Oireachtas Joint and Select Committees

Thursday, 13 October 2016

Joint Oireachtas Committee on Health

Open Disclosure: Department of Health

9:00 am

Photo of Colm BurkeColm Burke (Fine Gael) | Oireachtas source

I thank the witnesses for their presentations. Open disclosure is very important. I am a little concerned about the capacity to deal with it within the HSE and will give one or two examples. First, an adverse event occurred and it was agreed by all of the medical staff in the particular hospital that there should be an independent review to make sure full information was given to the family. The hospital identified an independent person to carry out a review who was outside of the HSE group but still within the HSE. The decision was overruled by a person in administration in the HSE and 18 months later, the independent review has not been carried out. Surely, this should not arise.

While I know it is not tied into Dr. Holohan's area, a second issue that is causing a great many problems for families, especially where somebody has died, is that there is no obligation on coroners to hold an inquest within a period of time. My understanding is there is no provision in current legislation that a coroner must hold an inquest. If there is a delay, there is the immediate presumption by the family that something is being covered up. That needs to be addressed immediately.

Third, on the question of support for staff where there is an adverse event, I am not at all clear there is support for hospital staff, be they nurses, junior doctors or even administrators, because when there is an adverse event in a hospital, it affects everyone working in the hospital. What is being developed to provide that support? I am aware of a number of incidents, in which no support of any description was given to staff and as a result, the number of staff members on sick leave increased because they had been adversely affected. What are we doing in regard to setting up support mechanisms for staff?

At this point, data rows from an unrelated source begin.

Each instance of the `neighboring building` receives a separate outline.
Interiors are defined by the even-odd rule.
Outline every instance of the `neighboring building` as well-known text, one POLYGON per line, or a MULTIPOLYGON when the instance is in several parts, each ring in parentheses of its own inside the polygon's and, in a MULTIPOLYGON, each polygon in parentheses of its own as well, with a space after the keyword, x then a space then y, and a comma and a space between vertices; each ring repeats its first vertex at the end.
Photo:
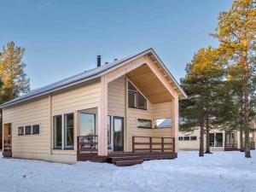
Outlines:
MULTIPOLYGON (((255 149, 256 141, 256 125, 251 122, 252 128, 254 131, 250 132, 251 149, 255 149)), ((206 135, 204 137, 206 148, 206 135)), ((243 134, 244 142, 244 134, 243 134)), ((178 148, 180 150, 198 150, 200 146, 200 128, 195 129, 191 132, 178 132, 178 148)), ((240 144, 240 131, 225 132, 218 129, 210 131, 210 147, 211 150, 239 150, 240 144)))
POLYGON ((98 57, 98 67, 1 106, 3 154, 116 165, 175 158, 183 98, 153 49, 103 66, 98 57))

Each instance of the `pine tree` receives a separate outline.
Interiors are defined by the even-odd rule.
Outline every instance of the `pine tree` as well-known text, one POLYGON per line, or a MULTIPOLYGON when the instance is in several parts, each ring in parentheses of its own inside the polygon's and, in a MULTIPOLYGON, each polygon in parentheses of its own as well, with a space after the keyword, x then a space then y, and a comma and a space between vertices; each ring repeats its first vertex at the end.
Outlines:
POLYGON ((242 122, 245 132, 245 156, 249 158, 249 120, 251 99, 255 96, 252 92, 253 79, 255 77, 255 46, 256 46, 256 11, 254 0, 235 0, 229 11, 220 13, 216 29, 220 42, 219 49, 229 59, 230 69, 236 69, 238 73, 233 78, 241 77, 244 105, 242 106, 242 122), (253 96, 253 97, 252 97, 253 96))
POLYGON ((15 47, 14 42, 3 46, 0 55, 0 77, 3 82, 1 102, 12 100, 30 90, 29 79, 21 61, 25 49, 15 47))
POLYGON ((181 102, 181 130, 200 127, 199 155, 204 155, 204 133, 207 128, 207 153, 210 153, 209 131, 218 125, 219 91, 223 90, 224 61, 218 49, 211 46, 201 49, 186 66, 186 76, 181 85, 188 99, 181 102))

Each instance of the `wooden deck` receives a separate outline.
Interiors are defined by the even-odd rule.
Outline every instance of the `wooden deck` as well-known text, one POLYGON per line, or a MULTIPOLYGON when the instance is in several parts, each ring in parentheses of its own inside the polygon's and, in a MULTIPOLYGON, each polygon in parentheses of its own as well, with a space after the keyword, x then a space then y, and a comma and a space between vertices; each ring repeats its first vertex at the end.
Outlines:
POLYGON ((132 152, 110 152, 108 156, 97 155, 97 137, 78 137, 78 160, 111 163, 115 166, 133 166, 144 160, 177 158, 173 137, 133 137, 132 152))

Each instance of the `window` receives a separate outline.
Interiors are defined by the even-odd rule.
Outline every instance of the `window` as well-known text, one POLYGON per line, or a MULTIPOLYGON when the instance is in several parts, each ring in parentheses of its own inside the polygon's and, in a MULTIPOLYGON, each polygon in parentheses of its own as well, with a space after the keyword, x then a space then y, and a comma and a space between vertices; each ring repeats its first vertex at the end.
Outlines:
POLYGON ((54 148, 62 148, 62 117, 54 116, 54 148))
MULTIPOLYGON (((91 136, 83 139, 84 143, 96 142, 96 114, 81 113, 80 113, 80 136, 91 136)), ((84 145, 84 148, 92 148, 95 146, 84 145)))
POLYGON ((26 126, 25 127, 25 134, 30 135, 31 134, 31 126, 26 126))
POLYGON ((73 113, 64 114, 65 148, 73 148, 73 113))
POLYGON ((147 110, 147 100, 130 82, 128 82, 128 107, 147 110))
POLYGON ((33 125, 33 134, 39 134, 39 125, 33 125))
POLYGON ((152 120, 138 119, 137 119, 137 127, 151 129, 152 128, 152 120))
POLYGON ((22 136, 22 135, 24 135, 24 127, 20 126, 19 127, 19 136, 22 136))
POLYGON ((108 116, 108 149, 111 149, 111 116, 108 116))
POLYGON ((196 141, 196 136, 190 136, 190 141, 196 141))
POLYGON ((166 118, 166 119, 156 119, 154 120, 154 128, 171 128, 172 119, 166 118))
POLYGON ((209 133, 210 137, 210 146, 214 147, 214 133, 209 133))
POLYGON ((223 146, 223 133, 218 132, 215 133, 215 147, 222 147, 223 146))
POLYGON ((183 140, 184 140, 184 141, 189 141, 189 136, 183 137, 183 140))

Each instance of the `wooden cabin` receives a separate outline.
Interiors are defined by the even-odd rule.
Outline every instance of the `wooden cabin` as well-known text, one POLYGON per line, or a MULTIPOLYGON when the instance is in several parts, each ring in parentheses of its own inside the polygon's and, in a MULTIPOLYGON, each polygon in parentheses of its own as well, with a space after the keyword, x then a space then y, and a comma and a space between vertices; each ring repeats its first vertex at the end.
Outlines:
POLYGON ((97 61, 1 106, 4 156, 117 166, 177 157, 186 95, 154 50, 97 61))

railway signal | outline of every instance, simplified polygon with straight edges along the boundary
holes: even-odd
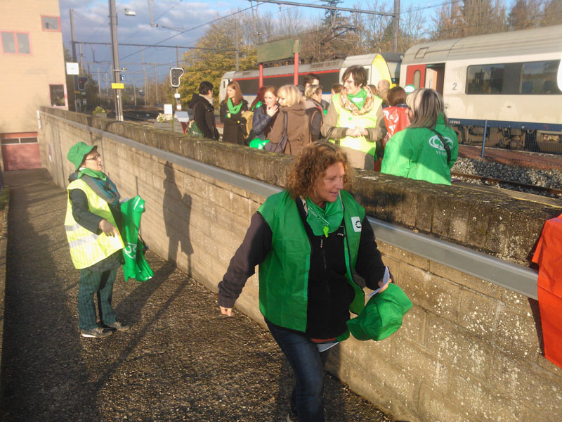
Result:
[[[87,76],[78,77],[78,89],[80,91],[86,91],[86,83],[90,80]]]
[[[180,86],[180,78],[183,73],[182,68],[170,68],[170,85],[174,88],[178,88]]]

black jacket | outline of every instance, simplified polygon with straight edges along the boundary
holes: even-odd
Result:
[[[193,120],[205,138],[218,139],[218,132],[215,124],[215,108],[206,98],[194,94],[188,107],[193,112]]]
[[[327,238],[314,236],[306,221],[300,199],[296,200],[296,204],[311,246],[306,334],[312,338],[336,337],[346,328],[346,321],[350,317],[348,307],[354,297],[353,288],[344,276],[346,273],[344,227],[329,234]],[[355,271],[365,279],[367,287],[374,290],[378,288],[379,281],[383,277],[384,264],[367,217],[361,223]],[[219,305],[234,306],[246,281],[254,274],[255,266],[263,262],[271,250],[272,236],[266,220],[259,212],[256,212],[244,241],[230,260],[223,281],[218,283]]]

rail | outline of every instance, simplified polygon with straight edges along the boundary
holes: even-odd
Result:
[[[266,198],[282,189],[247,176],[238,174],[208,164],[187,158],[169,151],[144,145],[131,139],[90,127],[59,116],[50,117],[77,128],[120,142],[135,149],[162,160],[188,168],[209,177],[235,186],[252,193]],[[536,271],[492,257],[412,230],[368,217],[375,237],[388,245],[457,269],[482,280],[516,292],[532,299],[537,299]]]

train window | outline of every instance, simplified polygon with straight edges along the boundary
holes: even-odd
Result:
[[[414,58],[422,58],[426,55],[426,51],[427,51],[427,47],[419,49],[419,50],[416,52],[416,56]]]
[[[559,60],[523,63],[521,94],[562,94],[556,85],[556,73],[559,65]]]
[[[469,66],[466,94],[518,94],[521,63]]]

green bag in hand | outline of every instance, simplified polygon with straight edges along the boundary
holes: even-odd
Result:
[[[144,212],[145,200],[140,196],[135,196],[121,204],[121,234],[125,243],[123,249],[123,274],[126,281],[129,279],[146,281],[154,275],[145,258],[145,244],[138,236],[140,217]]]

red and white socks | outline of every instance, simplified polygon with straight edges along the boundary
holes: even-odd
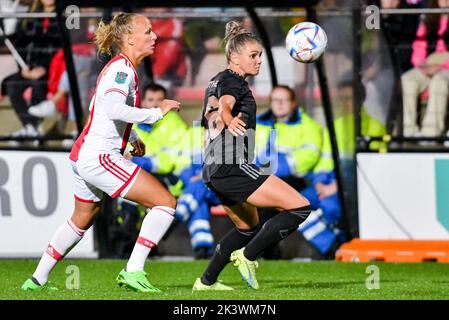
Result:
[[[127,272],[142,271],[151,249],[156,246],[173,222],[175,209],[155,206],[147,209],[139,237],[126,265]]]
[[[40,285],[48,281],[48,275],[56,263],[61,260],[69,251],[83,238],[86,230],[81,230],[71,219],[64,222],[55,232],[48,244],[47,250],[42,255],[41,260],[34,271],[33,278]]]

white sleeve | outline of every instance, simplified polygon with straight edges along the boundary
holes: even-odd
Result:
[[[160,108],[139,109],[128,106],[126,97],[118,92],[111,92],[105,98],[105,112],[111,120],[129,123],[152,124],[163,118]]]
[[[126,104],[133,82],[134,71],[121,61],[111,64],[105,72],[97,94],[104,101],[107,117],[111,120],[147,124],[162,119],[162,111],[159,108],[140,109]]]

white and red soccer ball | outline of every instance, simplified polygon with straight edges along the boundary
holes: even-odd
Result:
[[[285,46],[289,55],[296,61],[311,63],[316,61],[327,46],[324,30],[313,22],[300,22],[287,34]]]

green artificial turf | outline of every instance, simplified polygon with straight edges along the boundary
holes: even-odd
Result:
[[[255,291],[241,280],[237,269],[228,265],[220,279],[235,288],[231,292],[195,292],[192,285],[207,261],[148,261],[146,271],[160,294],[130,292],[118,287],[115,277],[124,260],[63,260],[50,276],[58,292],[24,292],[22,283],[37,265],[37,260],[0,260],[0,300],[5,299],[449,299],[449,265],[439,263],[340,263],[260,261]],[[379,289],[372,284],[367,267],[379,270]],[[79,269],[79,289],[73,267]]]

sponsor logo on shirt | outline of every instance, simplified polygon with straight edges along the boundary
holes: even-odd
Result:
[[[126,78],[128,78],[128,74],[125,72],[117,72],[115,76],[115,82],[118,84],[124,84],[126,82]]]

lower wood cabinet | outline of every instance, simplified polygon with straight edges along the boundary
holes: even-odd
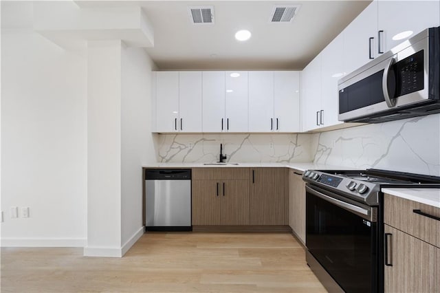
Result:
[[[385,194],[384,292],[440,292],[440,208]],[[417,236],[417,237],[416,237]]]
[[[248,225],[247,168],[192,169],[192,225]]]
[[[305,244],[305,182],[302,172],[289,169],[289,226]]]
[[[287,169],[251,168],[250,225],[287,225]]]

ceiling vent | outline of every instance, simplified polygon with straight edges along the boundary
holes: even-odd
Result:
[[[269,22],[272,23],[292,22],[300,7],[301,7],[300,4],[275,6],[270,14]]]
[[[214,24],[214,6],[189,6],[188,13],[192,24]]]

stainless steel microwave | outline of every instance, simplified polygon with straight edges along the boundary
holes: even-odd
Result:
[[[377,123],[440,113],[440,27],[426,29],[338,81],[338,120]]]

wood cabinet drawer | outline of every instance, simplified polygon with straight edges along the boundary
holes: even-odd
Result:
[[[248,180],[249,169],[236,167],[192,168],[193,180]]]
[[[414,212],[440,217],[440,208],[388,194],[384,205],[385,224],[440,248],[440,221]]]

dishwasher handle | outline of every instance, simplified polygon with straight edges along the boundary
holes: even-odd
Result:
[[[145,169],[146,180],[188,180],[191,169]]]

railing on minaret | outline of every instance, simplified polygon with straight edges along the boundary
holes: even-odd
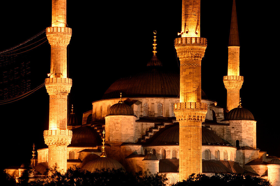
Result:
[[[72,80],[67,77],[67,46],[72,30],[67,26],[66,0],[52,0],[52,26],[46,29],[51,45],[50,77],[45,84],[50,95],[49,130],[44,131],[48,146],[48,166],[56,165],[62,173],[67,169],[67,147],[71,142],[72,131],[67,128],[67,96]]]
[[[207,40],[200,37],[200,1],[183,0],[181,37],[175,41],[180,61],[180,102],[174,105],[179,124],[180,180],[202,172],[201,123],[207,104],[201,102],[201,64]]]
[[[228,74],[223,77],[223,80],[227,89],[227,109],[230,110],[238,106],[239,91],[244,78],[243,76],[239,76],[240,45],[235,0],[233,0],[232,4],[228,48]]]

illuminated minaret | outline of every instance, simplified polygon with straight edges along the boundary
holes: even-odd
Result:
[[[72,80],[67,77],[67,46],[72,29],[67,27],[66,0],[52,0],[52,26],[46,29],[51,45],[50,72],[45,84],[50,95],[49,130],[44,131],[48,146],[49,167],[56,164],[63,173],[67,169],[67,147],[72,131],[67,128],[67,96]]]
[[[230,110],[239,105],[239,92],[244,77],[239,74],[239,37],[235,0],[233,0],[231,15],[230,31],[228,42],[228,75],[223,77],[224,84],[227,89],[227,109]]]
[[[201,64],[207,41],[200,37],[200,0],[183,0],[181,37],[175,41],[180,61],[180,102],[174,113],[179,124],[180,180],[202,172],[201,123],[207,105],[201,102]]]

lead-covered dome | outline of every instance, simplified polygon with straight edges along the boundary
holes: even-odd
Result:
[[[93,172],[96,169],[101,170],[103,168],[105,170],[107,169],[111,170],[114,169],[116,170],[122,168],[124,171],[125,171],[124,167],[120,162],[108,157],[100,157],[94,159],[87,163],[83,167],[82,169]]]
[[[251,112],[242,107],[237,107],[232,110],[227,115],[226,120],[253,120],[254,116]]]
[[[106,91],[102,99],[118,98],[120,92],[124,97],[179,97],[179,73],[165,70],[152,62],[148,63],[143,72],[116,81]],[[207,99],[202,90],[201,98]]]
[[[72,139],[68,147],[95,147],[101,144],[99,135],[90,127],[81,126],[72,130]]]
[[[132,109],[124,103],[119,103],[111,106],[107,112],[107,116],[112,115],[131,115],[134,114]]]

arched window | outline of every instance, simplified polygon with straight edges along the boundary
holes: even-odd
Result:
[[[171,185],[175,184],[176,183],[176,178],[174,177],[171,178],[171,179],[170,180],[170,183],[171,183]]]
[[[165,149],[162,149],[160,151],[160,159],[165,159],[166,157],[166,153]]]
[[[171,116],[172,117],[175,117],[175,114],[174,114],[174,103],[171,104]]]
[[[162,103],[161,103],[158,104],[158,116],[162,116]]]
[[[102,105],[100,106],[100,119],[102,119]]]
[[[225,151],[224,151],[224,160],[225,161],[227,161],[227,152]]]
[[[91,114],[88,116],[87,118],[87,124],[90,123],[92,120],[92,114]]]
[[[172,159],[177,159],[177,150],[176,149],[172,149],[171,151],[171,156]]]
[[[215,151],[215,160],[220,160],[220,152],[218,150]]]
[[[151,150],[151,152],[150,152],[151,153],[154,155],[155,156],[156,155],[156,150],[155,150],[155,149],[153,149]]]
[[[239,140],[237,140],[236,142],[236,147],[239,147]]]
[[[206,150],[204,152],[204,159],[206,160],[210,160],[210,153],[209,150]]]
[[[69,159],[75,159],[75,152],[72,151],[70,152],[70,158]]]
[[[149,116],[149,104],[147,103],[146,103],[144,104],[144,111],[143,116]]]

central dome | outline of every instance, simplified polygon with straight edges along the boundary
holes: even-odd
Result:
[[[179,97],[180,76],[158,66],[148,66],[146,70],[131,77],[115,81],[105,92],[102,99],[124,97]],[[207,99],[201,90],[201,98]]]

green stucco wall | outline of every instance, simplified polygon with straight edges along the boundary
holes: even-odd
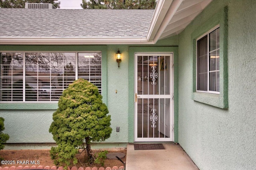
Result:
[[[225,6],[227,109],[191,97],[194,80],[191,35]],[[255,9],[254,0],[214,0],[179,35],[178,141],[200,170],[256,167]]]
[[[159,41],[151,46],[176,46],[178,36],[174,36]],[[129,60],[134,57],[130,56],[129,47],[148,46],[148,45],[2,45],[1,51],[102,51],[102,92],[103,100],[108,106],[111,115],[111,127],[113,131],[106,143],[128,143],[133,140],[129,137],[133,131],[129,131],[134,124],[128,121],[132,100],[134,102],[133,92],[129,91],[129,75],[133,74],[129,68]],[[149,45],[150,46],[150,45]],[[177,47],[176,47],[177,48]],[[154,52],[161,52],[162,48],[155,48]],[[115,54],[118,49],[122,53],[120,67],[115,59]],[[176,49],[176,53],[178,49]],[[165,50],[166,51],[166,50]],[[178,58],[176,59],[178,61]],[[178,68],[178,67],[177,67]],[[177,74],[178,75],[178,74]],[[178,76],[177,76],[177,78]],[[178,80],[176,81],[178,83]],[[133,86],[133,84],[132,85]],[[116,93],[116,90],[117,90]],[[178,88],[176,89],[178,91]],[[178,95],[178,93],[176,93]],[[178,99],[178,97],[176,98]],[[178,103],[176,104],[178,106]],[[177,106],[178,107],[178,106]],[[177,107],[177,108],[178,108]],[[52,123],[52,115],[58,108],[57,103],[54,104],[0,104],[0,116],[3,117],[5,130],[10,138],[8,143],[47,143],[54,142],[52,135],[48,132]],[[130,115],[130,116],[129,116]],[[178,114],[177,114],[178,115]],[[176,120],[178,120],[177,118]],[[129,124],[130,123],[130,124]],[[178,126],[178,123],[176,123]],[[116,127],[120,127],[120,132],[116,132]],[[178,128],[176,135],[178,135]],[[176,136],[176,138],[178,138]],[[107,145],[106,147],[107,147]],[[111,145],[109,145],[111,147]],[[121,145],[120,145],[121,146]]]

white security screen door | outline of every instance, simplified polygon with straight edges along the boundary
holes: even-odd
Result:
[[[135,57],[135,141],[173,141],[173,55]]]

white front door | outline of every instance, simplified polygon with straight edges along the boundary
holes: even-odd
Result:
[[[135,57],[135,141],[173,141],[173,54]]]

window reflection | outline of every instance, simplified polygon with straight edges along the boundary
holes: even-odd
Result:
[[[76,54],[80,56],[78,66]],[[0,101],[24,101],[24,93],[25,101],[58,101],[75,80],[76,69],[78,78],[94,83],[101,92],[100,53],[28,53],[24,63],[23,53],[0,55]]]

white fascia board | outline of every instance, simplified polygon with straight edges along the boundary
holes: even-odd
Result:
[[[152,44],[145,37],[135,38],[0,37],[0,45]]]
[[[158,1],[147,35],[148,40],[154,39],[172,1],[172,0],[159,0]]]
[[[168,1],[168,0],[166,0]],[[155,43],[159,39],[166,28],[170,23],[172,18],[173,17],[176,11],[177,11],[183,0],[174,0],[172,2],[172,4],[165,15],[165,17],[162,20],[161,25],[156,35],[154,36],[153,42]]]

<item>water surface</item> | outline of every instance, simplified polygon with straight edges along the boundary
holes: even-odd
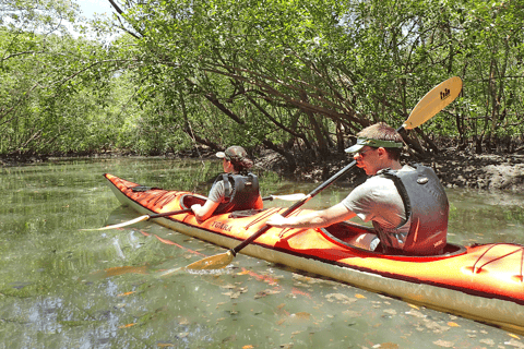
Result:
[[[80,230],[138,216],[120,206],[105,172],[205,194],[219,166],[110,158],[1,168],[0,348],[524,347],[492,326],[245,255],[224,270],[159,277],[225,250],[154,221]],[[259,174],[264,195],[317,186]],[[334,184],[306,207],[327,207],[349,190]],[[524,196],[448,194],[450,242],[524,242]],[[166,233],[174,242],[156,238]]]

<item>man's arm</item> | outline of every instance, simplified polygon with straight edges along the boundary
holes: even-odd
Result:
[[[210,218],[211,215],[213,215],[216,207],[218,207],[218,203],[215,203],[212,200],[206,200],[204,206],[194,204],[191,206],[191,209],[193,210],[198,221],[204,221],[205,219]]]
[[[273,215],[267,225],[277,228],[322,228],[332,224],[352,219],[356,214],[340,203],[323,210],[315,210],[308,215],[284,218]]]

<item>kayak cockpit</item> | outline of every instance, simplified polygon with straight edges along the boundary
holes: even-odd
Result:
[[[370,245],[377,238],[374,229],[371,227],[361,226],[350,221],[342,221],[321,229],[322,233],[333,242],[342,244],[348,249],[356,249],[372,255],[383,255],[393,258],[424,258],[424,260],[440,260],[450,256],[455,256],[466,253],[466,248],[453,243],[448,243],[444,251],[440,255],[431,256],[407,256],[407,255],[386,255],[380,252],[372,251]]]

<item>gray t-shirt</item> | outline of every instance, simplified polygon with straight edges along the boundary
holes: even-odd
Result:
[[[413,170],[415,169],[408,165],[401,169]],[[407,221],[396,229],[406,219],[406,212],[393,180],[382,176],[370,177],[355,188],[342,203],[364,221],[371,220],[382,243],[403,249],[410,222]]]

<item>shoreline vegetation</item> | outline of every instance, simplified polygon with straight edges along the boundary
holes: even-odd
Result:
[[[305,182],[323,182],[353,161],[347,154],[332,153],[319,157],[313,152],[294,152],[296,168],[289,171],[284,156],[270,149],[255,149],[255,168],[273,171],[282,177]],[[213,159],[215,152],[199,148],[191,151],[158,154],[166,158],[201,158]],[[130,152],[71,153],[52,155],[0,155],[1,167],[23,166],[64,158],[110,158],[139,156]],[[486,191],[524,192],[524,154],[491,152],[481,155],[457,147],[448,147],[440,154],[430,154],[424,158],[417,156],[402,157],[403,164],[420,163],[433,168],[446,188],[469,188]],[[353,185],[364,181],[366,174],[358,168],[350,170],[338,183]]]

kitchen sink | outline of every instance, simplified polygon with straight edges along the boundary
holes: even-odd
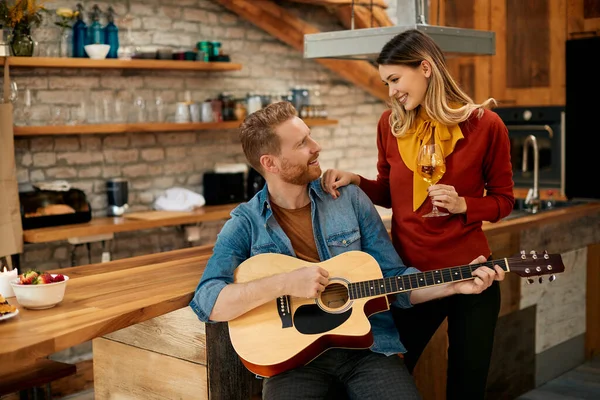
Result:
[[[551,211],[557,208],[565,208],[565,207],[573,207],[580,204],[588,203],[585,200],[555,200],[553,202],[549,202],[547,200],[540,201],[540,207],[537,211],[537,214],[543,213],[546,211]],[[513,207],[513,211],[503,220],[515,219],[520,217],[525,217],[527,215],[532,215],[533,213],[528,209],[525,205],[525,199],[515,199],[515,205]]]

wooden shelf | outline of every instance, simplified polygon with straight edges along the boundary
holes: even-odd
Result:
[[[336,125],[334,119],[305,119],[308,126]],[[240,121],[199,122],[199,123],[170,123],[144,122],[134,124],[89,124],[89,125],[45,125],[45,126],[15,126],[15,136],[46,136],[46,135],[94,135],[137,133],[137,132],[182,132],[236,129]]]
[[[4,65],[4,59],[0,59]],[[231,62],[202,62],[180,60],[91,60],[89,58],[10,57],[11,67],[24,68],[112,68],[112,69],[171,69],[187,71],[239,71],[241,64]]]
[[[127,217],[92,218],[90,222],[84,224],[27,229],[23,231],[23,240],[26,243],[47,243],[57,240],[66,240],[74,237],[85,237],[160,228],[163,226],[178,226],[195,224],[198,222],[218,221],[222,219],[228,219],[230,216],[229,214],[236,206],[237,204],[204,206],[196,211],[187,213],[187,215],[182,215],[181,212],[174,212],[172,217],[164,217],[160,219],[130,219]]]

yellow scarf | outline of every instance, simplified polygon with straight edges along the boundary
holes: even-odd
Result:
[[[440,145],[446,159],[454,151],[456,142],[464,136],[458,125],[447,126],[431,119],[425,107],[420,106],[414,123],[407,134],[398,138],[398,150],[404,164],[413,171],[413,211],[416,211],[427,198],[429,184],[414,171],[417,167],[417,156],[422,143],[429,143],[431,132],[435,128],[435,142]],[[434,184],[437,183],[434,182]]]

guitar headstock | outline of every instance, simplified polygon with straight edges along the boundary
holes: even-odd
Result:
[[[514,272],[521,278],[527,278],[528,283],[533,283],[534,277],[539,277],[540,283],[543,282],[542,275],[550,275],[550,282],[556,279],[554,274],[559,274],[565,271],[560,254],[549,254],[546,250],[541,253],[532,250],[527,254],[525,250],[521,250],[518,256],[508,259],[510,272]]]

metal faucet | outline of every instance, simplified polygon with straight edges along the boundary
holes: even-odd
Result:
[[[538,189],[539,184],[539,169],[540,169],[540,152],[537,145],[537,139],[534,135],[529,135],[525,138],[525,142],[523,143],[523,172],[527,172],[527,150],[529,148],[529,144],[533,146],[533,188],[529,189],[527,192],[527,197],[525,198],[525,205],[527,206],[527,211],[535,214],[540,209],[540,191]]]

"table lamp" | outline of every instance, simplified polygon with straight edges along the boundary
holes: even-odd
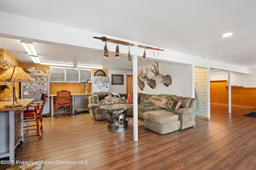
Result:
[[[13,82],[13,103],[12,105],[5,105],[8,107],[22,106],[22,105],[19,104],[15,95],[14,82],[36,82],[21,67],[14,66],[11,66],[4,73],[0,75],[0,81]],[[14,105],[14,100],[17,104]]]

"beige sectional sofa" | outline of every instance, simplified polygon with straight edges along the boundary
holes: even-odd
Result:
[[[88,107],[91,117],[95,120],[107,119],[107,111],[101,107],[106,105],[128,105],[126,104],[127,94],[120,94],[113,97],[111,94],[94,94],[89,97]],[[160,134],[166,134],[182,130],[195,125],[196,100],[174,95],[138,94],[138,117],[144,119],[144,126]],[[171,99],[182,101],[180,108],[169,111]],[[169,109],[170,110],[170,109]],[[128,115],[133,116],[132,109],[128,110]]]

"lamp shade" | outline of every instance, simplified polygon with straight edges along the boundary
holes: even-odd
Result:
[[[0,75],[0,81],[7,82],[36,82],[20,67],[12,66]]]

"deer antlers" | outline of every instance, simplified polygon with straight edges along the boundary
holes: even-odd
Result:
[[[145,67],[145,68],[146,68],[146,70],[147,70],[147,72],[146,73],[145,73],[143,71],[143,68],[142,68],[141,70],[139,69],[139,72],[140,72],[140,73],[138,73],[138,76],[139,76],[139,77],[141,76],[141,77],[142,78],[145,78],[145,77],[147,77],[147,74],[148,74],[148,69],[147,69],[146,67]]]

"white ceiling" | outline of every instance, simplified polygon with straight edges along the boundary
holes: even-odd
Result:
[[[0,0],[0,11],[256,68],[255,0]],[[232,36],[222,37],[229,32],[233,33]],[[19,40],[9,35],[0,37],[0,47],[4,45],[21,62],[33,63]],[[35,46],[44,62],[95,65],[96,61],[104,69],[132,69],[126,54],[118,60],[106,59],[102,51],[50,42],[36,43]],[[224,54],[218,55],[220,53]],[[141,61],[138,60],[139,66],[153,64]]]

Nearly every week we have a situation where there is some reporting of an adverse event in the maternity services. The big problem with independent reviews is that because we have a shortage of medical personnel in maternity services - in that the number of consultants is lower than in other jurisdictions - we have a shortage of personnel to carry out independent reviews from outside the HSE group and it falls to a consultant in another HSE group to carry out the review. As a result the process of review is very slow. Maternity cases are significant and all of the relevant information must be provided in the fastest possible time. What mechanism is the Department and the HSE considering to deal with that area in particular?